The Gore campaign is in even worse shape than we thought if it is getting this kind of treatment in a front page news story from the New York Times, which is usually a reliable supporter:
"'When I was in Vietnam, I didn't do the most or run the greatest danger,' Mr. Gore said. 'But I volunteered and enlisted because I loved my country, and I knew that if I didn't go, I knew that someone else from my home town of Carthage, Tenn., would have to go in my place.'
"Left out of that explanation are two other possible reasons for his decision to volunteer: his desire to help insulate his father, an antiwar senator from Tennessee, from Republican criticism, and his own interest in broadening his resume for a possible career in politics."

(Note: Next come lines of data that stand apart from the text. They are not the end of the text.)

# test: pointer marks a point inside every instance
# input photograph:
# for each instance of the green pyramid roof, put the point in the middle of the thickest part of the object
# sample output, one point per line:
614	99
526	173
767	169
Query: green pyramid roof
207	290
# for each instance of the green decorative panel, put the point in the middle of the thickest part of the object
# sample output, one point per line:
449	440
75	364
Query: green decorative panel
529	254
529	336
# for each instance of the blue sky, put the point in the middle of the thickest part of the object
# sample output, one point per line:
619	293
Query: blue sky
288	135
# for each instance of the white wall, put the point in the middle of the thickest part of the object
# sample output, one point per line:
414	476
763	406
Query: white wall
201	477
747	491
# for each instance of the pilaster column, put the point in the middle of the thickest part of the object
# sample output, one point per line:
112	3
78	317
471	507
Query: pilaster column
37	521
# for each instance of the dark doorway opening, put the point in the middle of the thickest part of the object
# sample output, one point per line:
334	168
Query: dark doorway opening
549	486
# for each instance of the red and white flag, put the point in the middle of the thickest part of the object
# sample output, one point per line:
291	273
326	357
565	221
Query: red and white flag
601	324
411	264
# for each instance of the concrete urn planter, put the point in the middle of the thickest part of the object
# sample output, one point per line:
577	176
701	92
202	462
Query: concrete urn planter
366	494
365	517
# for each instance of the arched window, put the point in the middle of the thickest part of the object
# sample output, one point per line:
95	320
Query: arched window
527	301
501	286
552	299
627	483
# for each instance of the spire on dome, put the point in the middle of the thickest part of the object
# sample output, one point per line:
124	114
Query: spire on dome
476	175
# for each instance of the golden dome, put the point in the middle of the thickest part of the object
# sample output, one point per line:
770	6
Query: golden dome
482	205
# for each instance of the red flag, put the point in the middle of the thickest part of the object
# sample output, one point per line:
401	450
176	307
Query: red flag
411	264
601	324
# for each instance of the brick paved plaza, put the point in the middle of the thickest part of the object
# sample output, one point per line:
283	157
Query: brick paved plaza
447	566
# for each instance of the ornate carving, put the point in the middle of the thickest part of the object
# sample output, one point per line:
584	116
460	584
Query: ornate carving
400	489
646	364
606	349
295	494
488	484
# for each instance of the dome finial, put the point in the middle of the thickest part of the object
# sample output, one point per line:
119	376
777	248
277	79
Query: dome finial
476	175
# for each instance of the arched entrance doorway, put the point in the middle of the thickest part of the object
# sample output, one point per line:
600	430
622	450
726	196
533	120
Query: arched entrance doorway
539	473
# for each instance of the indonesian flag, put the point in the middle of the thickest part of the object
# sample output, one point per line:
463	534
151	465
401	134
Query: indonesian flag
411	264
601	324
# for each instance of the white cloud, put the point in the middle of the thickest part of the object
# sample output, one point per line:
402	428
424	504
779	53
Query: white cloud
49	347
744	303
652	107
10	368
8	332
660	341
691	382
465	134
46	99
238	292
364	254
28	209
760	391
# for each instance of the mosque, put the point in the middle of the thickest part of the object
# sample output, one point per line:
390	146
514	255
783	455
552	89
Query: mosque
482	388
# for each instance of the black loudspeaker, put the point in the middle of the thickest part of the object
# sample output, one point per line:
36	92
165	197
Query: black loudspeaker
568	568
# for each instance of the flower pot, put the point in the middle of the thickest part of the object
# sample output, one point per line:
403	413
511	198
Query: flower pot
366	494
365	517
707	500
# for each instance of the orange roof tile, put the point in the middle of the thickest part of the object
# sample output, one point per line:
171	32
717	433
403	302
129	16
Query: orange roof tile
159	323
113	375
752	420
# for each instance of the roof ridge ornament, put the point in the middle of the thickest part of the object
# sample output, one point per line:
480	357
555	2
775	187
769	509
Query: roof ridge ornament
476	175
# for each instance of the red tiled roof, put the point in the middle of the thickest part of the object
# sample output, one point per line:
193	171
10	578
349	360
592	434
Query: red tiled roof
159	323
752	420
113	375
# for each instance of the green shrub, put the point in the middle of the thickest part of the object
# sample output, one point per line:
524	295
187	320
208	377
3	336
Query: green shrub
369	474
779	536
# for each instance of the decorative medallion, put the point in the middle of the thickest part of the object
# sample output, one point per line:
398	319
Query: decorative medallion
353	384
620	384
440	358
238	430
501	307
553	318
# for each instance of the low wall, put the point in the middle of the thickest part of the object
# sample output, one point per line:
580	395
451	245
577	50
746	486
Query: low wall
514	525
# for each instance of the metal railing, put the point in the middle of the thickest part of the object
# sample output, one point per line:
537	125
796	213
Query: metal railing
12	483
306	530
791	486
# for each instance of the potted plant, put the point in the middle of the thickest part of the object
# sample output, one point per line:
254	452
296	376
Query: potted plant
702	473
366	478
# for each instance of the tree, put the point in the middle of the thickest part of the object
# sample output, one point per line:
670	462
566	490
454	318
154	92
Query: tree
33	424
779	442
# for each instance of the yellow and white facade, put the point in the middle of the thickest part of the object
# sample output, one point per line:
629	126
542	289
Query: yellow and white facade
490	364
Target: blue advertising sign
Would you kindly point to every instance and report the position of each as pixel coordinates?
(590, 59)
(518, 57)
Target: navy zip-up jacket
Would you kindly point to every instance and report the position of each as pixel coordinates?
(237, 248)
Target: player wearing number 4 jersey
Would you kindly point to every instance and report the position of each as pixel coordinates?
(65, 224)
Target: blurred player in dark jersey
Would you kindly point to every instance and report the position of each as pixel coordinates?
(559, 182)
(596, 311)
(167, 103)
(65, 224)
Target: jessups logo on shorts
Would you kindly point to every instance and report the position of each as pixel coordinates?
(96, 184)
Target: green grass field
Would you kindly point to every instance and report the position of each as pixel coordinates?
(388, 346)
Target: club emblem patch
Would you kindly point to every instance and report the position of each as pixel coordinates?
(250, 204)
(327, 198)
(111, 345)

The use of the word "possible" is a red flag that the reporter is injecting his own cynicism. There are any number of "possible" reasons that Mr. Gore went to Vietnam, ranging from a hunger for Army food to a feeling that he looked good in uniform. The Times manages to pick two that depict Mr. Gore as being motivated by political concerns rather than by patriotism or morality. If there's some evidence that his decision to enlist was motivated by politics -- if, for example, Mr. Gore told friends at the time that those were his motivations, or if he has spoken publicly on prior occasions of the decision being motivated by politics -- then, by all means, the Times should share the evidence with readers and try to find out the reason Mr. Gore has changed his account. But if there's no evidence, just a possibility, then there is no justification for the newspaper to suggest in its own voice, in a news story, that Mr. Gore was motivated by political concerns rather than the patriotic and moral ones he cites.

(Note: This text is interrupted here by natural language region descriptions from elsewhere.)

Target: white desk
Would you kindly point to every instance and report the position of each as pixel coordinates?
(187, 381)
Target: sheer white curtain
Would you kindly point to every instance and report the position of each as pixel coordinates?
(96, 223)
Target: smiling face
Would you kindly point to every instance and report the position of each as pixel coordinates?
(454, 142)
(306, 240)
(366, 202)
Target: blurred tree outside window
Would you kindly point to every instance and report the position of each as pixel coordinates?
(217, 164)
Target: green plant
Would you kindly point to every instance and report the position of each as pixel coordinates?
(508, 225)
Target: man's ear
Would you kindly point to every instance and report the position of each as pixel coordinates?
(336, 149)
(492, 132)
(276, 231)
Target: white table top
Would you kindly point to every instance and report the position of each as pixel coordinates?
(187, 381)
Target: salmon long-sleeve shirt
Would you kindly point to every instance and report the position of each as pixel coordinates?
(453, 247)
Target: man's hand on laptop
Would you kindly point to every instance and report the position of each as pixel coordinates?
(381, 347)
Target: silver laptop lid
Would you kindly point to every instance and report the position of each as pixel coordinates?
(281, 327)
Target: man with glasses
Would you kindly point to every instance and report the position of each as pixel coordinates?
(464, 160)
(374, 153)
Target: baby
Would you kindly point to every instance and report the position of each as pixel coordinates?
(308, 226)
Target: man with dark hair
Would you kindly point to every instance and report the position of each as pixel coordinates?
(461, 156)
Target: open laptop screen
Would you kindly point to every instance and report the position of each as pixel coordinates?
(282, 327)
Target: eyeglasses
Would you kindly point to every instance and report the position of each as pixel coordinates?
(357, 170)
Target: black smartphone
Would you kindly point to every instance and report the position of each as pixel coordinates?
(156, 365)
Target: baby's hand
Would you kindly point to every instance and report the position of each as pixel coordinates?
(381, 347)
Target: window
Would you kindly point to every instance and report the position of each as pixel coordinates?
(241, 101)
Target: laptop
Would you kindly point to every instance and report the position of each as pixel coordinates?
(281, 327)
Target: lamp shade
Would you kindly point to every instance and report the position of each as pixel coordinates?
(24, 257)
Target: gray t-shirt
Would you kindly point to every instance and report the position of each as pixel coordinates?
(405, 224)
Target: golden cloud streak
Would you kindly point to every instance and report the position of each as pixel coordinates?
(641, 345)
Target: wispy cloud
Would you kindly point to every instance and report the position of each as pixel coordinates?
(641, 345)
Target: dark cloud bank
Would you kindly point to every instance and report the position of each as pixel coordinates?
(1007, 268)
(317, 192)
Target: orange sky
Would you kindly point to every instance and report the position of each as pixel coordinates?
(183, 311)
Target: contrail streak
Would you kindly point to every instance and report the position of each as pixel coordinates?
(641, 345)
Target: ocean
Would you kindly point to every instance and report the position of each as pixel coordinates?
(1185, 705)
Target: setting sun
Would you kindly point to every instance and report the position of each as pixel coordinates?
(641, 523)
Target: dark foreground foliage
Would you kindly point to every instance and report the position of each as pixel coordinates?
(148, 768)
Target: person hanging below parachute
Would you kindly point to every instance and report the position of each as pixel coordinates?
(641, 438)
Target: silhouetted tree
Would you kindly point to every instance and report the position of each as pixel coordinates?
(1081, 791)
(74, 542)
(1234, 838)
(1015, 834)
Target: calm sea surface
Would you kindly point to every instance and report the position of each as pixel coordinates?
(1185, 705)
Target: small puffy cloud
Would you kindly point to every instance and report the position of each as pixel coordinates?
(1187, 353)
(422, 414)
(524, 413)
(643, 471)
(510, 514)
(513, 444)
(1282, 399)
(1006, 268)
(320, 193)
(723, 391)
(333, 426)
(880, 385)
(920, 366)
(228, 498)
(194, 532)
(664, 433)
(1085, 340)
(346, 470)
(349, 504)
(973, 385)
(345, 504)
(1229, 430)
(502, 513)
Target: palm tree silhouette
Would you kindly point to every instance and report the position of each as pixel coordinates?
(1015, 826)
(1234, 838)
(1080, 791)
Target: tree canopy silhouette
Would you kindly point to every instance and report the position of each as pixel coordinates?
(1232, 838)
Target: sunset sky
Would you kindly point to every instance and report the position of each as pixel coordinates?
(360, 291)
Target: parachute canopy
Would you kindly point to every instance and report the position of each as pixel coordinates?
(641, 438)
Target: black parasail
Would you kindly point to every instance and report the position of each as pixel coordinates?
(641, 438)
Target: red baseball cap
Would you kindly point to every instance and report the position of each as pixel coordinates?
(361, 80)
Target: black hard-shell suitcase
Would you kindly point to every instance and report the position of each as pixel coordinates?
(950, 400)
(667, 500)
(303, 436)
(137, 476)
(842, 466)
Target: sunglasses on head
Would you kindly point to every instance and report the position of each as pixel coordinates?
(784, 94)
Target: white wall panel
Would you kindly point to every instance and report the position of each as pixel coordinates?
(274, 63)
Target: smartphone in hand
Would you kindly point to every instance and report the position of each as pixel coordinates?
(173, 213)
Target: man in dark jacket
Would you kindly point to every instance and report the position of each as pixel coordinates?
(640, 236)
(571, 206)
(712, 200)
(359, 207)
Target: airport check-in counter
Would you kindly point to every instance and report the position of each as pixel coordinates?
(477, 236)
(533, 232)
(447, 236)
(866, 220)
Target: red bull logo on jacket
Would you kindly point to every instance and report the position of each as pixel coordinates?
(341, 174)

Late and thin: The New York Times waddles in this morning with a story on the NAACP's plan to spend $7 million on political activities in connection with this year's election. The Times is late on this story, which The Washington Post reported on Friday. The Times story is also not as good as the Post story. The Post story, for instance, reports that the NAACP effort will be headed by Heather Booth, a former operative of the Democratic National Committee; The Times story leaves that information out. The Post story also considers whether the NAACP's action is hypocritical considering that the organization has called for a law banning this sort of political spending; the Times story doesn't probe that irony.